Le calamità naturali da sempre offrono spunti di riflessione e rappresentano un’occasione per considerazioni di vario genere: dal destino degli esseri umani alle inefficienze dell’organizzazione politica. Così il dissesto idrogeologico del bel paese da decenni è uno dei temi caldi del discorso ambientalista.
Oggi, però, dinanzi alle cronache più o meno ordinarie sulle conseguenze, ad esempio, della pioggia battente o delle “bombe d’acqua”, mi sembra di scorgere una crescente difficoltà ad ordire una trama, ad organizzare un ragionamento. Un tempo bastava leggere, poniamo, l’editoriale de l’Unità del giorno dopo per rilevare delle chiavi interpretative di quanto accaduto: il malgoverno, il degrado del territorio, la logica del profitto, il modello di sviluppo capitalistico.

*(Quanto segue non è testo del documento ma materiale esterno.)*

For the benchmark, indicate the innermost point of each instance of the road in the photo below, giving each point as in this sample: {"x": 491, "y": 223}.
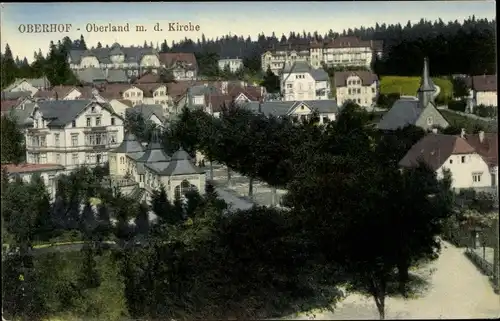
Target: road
{"x": 457, "y": 290}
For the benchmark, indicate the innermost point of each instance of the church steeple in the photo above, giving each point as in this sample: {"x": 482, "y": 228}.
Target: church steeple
{"x": 426, "y": 90}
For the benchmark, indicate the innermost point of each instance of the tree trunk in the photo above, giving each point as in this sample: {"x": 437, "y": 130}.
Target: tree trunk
{"x": 273, "y": 196}
{"x": 250, "y": 187}
{"x": 403, "y": 277}
{"x": 211, "y": 169}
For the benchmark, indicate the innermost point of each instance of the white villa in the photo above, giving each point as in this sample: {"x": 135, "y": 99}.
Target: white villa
{"x": 360, "y": 87}
{"x": 72, "y": 133}
{"x": 147, "y": 169}
{"x": 300, "y": 81}
{"x": 234, "y": 64}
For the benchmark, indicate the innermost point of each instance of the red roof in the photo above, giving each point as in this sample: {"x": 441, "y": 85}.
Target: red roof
{"x": 27, "y": 168}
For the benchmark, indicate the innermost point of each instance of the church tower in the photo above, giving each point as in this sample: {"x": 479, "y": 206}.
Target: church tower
{"x": 426, "y": 91}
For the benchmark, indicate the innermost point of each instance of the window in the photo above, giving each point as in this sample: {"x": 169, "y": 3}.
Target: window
{"x": 74, "y": 140}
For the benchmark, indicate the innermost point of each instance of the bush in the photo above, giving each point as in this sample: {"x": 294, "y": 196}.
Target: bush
{"x": 485, "y": 111}
{"x": 459, "y": 105}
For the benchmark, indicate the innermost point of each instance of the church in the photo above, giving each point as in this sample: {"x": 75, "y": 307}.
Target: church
{"x": 421, "y": 112}
{"x": 138, "y": 171}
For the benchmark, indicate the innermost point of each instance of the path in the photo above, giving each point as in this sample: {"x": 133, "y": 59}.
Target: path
{"x": 457, "y": 290}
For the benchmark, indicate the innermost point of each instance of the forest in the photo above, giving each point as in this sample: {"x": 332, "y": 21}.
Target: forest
{"x": 467, "y": 47}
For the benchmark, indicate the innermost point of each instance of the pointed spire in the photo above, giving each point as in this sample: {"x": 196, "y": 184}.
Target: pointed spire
{"x": 426, "y": 90}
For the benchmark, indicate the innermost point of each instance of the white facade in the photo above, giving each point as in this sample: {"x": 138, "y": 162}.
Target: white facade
{"x": 83, "y": 140}
{"x": 468, "y": 171}
{"x": 354, "y": 90}
{"x": 486, "y": 98}
{"x": 302, "y": 85}
{"x": 234, "y": 64}
{"x": 24, "y": 86}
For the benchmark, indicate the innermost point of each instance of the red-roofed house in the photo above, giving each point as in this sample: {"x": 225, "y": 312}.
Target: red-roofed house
{"x": 472, "y": 159}
{"x": 48, "y": 173}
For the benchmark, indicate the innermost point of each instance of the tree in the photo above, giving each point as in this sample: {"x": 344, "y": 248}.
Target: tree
{"x": 13, "y": 150}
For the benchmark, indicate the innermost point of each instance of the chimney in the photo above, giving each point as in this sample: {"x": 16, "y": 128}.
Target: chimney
{"x": 462, "y": 133}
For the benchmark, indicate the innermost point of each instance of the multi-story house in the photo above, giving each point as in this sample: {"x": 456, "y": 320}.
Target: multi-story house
{"x": 300, "y": 81}
{"x": 31, "y": 85}
{"x": 483, "y": 90}
{"x": 471, "y": 159}
{"x": 281, "y": 55}
{"x": 360, "y": 87}
{"x": 72, "y": 133}
{"x": 134, "y": 60}
{"x": 182, "y": 65}
{"x": 339, "y": 52}
{"x": 234, "y": 64}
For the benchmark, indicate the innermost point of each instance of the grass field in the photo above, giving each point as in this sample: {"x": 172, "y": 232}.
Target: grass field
{"x": 408, "y": 86}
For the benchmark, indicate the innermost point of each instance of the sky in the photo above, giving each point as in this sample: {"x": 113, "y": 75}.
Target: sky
{"x": 215, "y": 19}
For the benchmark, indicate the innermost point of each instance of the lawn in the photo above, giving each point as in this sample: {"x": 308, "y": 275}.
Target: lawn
{"x": 408, "y": 86}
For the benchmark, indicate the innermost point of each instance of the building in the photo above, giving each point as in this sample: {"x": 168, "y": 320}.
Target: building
{"x": 483, "y": 90}
{"x": 151, "y": 167}
{"x": 47, "y": 172}
{"x": 361, "y": 87}
{"x": 296, "y": 110}
{"x": 182, "y": 65}
{"x": 300, "y": 81}
{"x": 421, "y": 112}
{"x": 470, "y": 168}
{"x": 234, "y": 64}
{"x": 29, "y": 84}
{"x": 339, "y": 52}
{"x": 133, "y": 60}
{"x": 150, "y": 113}
{"x": 97, "y": 76}
{"x": 72, "y": 133}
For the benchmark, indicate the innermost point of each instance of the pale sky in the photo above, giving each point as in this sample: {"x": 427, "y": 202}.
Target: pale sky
{"x": 217, "y": 19}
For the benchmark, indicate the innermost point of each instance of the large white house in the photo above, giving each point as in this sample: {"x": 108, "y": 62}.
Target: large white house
{"x": 471, "y": 159}
{"x": 300, "y": 81}
{"x": 483, "y": 90}
{"x": 149, "y": 168}
{"x": 339, "y": 52}
{"x": 234, "y": 64}
{"x": 360, "y": 87}
{"x": 72, "y": 133}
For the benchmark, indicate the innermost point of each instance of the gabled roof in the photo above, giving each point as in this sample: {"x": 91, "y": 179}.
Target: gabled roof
{"x": 284, "y": 108}
{"x": 434, "y": 150}
{"x": 130, "y": 144}
{"x": 405, "y": 111}
{"x": 180, "y": 164}
{"x": 61, "y": 112}
{"x": 487, "y": 148}
{"x": 154, "y": 154}
{"x": 367, "y": 77}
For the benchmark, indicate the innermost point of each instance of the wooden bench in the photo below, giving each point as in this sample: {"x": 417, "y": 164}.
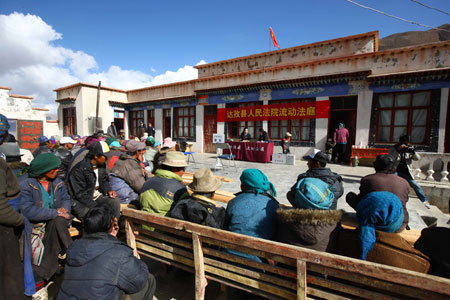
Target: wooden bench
{"x": 287, "y": 272}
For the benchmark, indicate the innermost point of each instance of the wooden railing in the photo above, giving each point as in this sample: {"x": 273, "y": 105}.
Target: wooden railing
{"x": 432, "y": 167}
{"x": 285, "y": 271}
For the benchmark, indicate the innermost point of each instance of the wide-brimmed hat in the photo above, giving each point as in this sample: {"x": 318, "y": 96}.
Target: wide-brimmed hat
{"x": 175, "y": 159}
{"x": 169, "y": 143}
{"x": 204, "y": 181}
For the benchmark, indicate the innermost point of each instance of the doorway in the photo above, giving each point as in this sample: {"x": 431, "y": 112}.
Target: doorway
{"x": 343, "y": 109}
{"x": 167, "y": 122}
{"x": 209, "y": 128}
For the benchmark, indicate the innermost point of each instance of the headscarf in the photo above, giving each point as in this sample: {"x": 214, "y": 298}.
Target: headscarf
{"x": 313, "y": 193}
{"x": 255, "y": 180}
{"x": 109, "y": 140}
{"x": 42, "y": 164}
{"x": 381, "y": 211}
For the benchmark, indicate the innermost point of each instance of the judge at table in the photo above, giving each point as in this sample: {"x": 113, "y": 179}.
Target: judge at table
{"x": 245, "y": 136}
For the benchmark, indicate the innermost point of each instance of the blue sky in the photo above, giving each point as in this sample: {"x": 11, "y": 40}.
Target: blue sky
{"x": 146, "y": 39}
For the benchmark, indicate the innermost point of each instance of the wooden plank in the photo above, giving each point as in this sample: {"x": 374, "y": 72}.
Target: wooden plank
{"x": 131, "y": 241}
{"x": 200, "y": 280}
{"x": 250, "y": 282}
{"x": 301, "y": 280}
{"x": 373, "y": 270}
{"x": 257, "y": 274}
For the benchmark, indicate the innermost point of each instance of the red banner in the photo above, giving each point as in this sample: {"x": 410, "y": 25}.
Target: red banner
{"x": 285, "y": 111}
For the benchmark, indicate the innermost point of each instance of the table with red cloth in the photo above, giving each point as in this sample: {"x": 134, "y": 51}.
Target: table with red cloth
{"x": 248, "y": 151}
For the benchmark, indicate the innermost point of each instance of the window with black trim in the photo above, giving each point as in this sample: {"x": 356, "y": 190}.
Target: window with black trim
{"x": 404, "y": 113}
{"x": 185, "y": 122}
{"x": 300, "y": 128}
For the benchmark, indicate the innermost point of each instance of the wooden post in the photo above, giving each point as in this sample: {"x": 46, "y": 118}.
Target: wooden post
{"x": 200, "y": 279}
{"x": 301, "y": 279}
{"x": 131, "y": 241}
{"x": 98, "y": 105}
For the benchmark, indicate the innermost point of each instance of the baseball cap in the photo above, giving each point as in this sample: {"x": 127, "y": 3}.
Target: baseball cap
{"x": 67, "y": 140}
{"x": 318, "y": 155}
{"x": 133, "y": 146}
{"x": 98, "y": 148}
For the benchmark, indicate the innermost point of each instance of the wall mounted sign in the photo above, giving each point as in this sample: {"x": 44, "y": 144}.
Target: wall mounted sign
{"x": 285, "y": 111}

Oppure, secondo altre prospettive, si poneva l’accento sull’arretratezza dell’Italia e sull’esigenza della modernizzazione.
Oggi, invece, è come se la cronaca non riuscisse a trascendere se stessa e a trasformarsi in “racconto”. Come se il disincanto impedisse di provare a capire e di prendere davvero posizione, al di là dell’indignazione o della vicinanza umana alle vittime. I racconti di una volta peccavano d’ingenuità e potevano essere strumentali. Le cronache odierne paiono nascondere una seria difficoltà o una rinuncia a inquadrare gli eventi, al di là della polemica spicciola.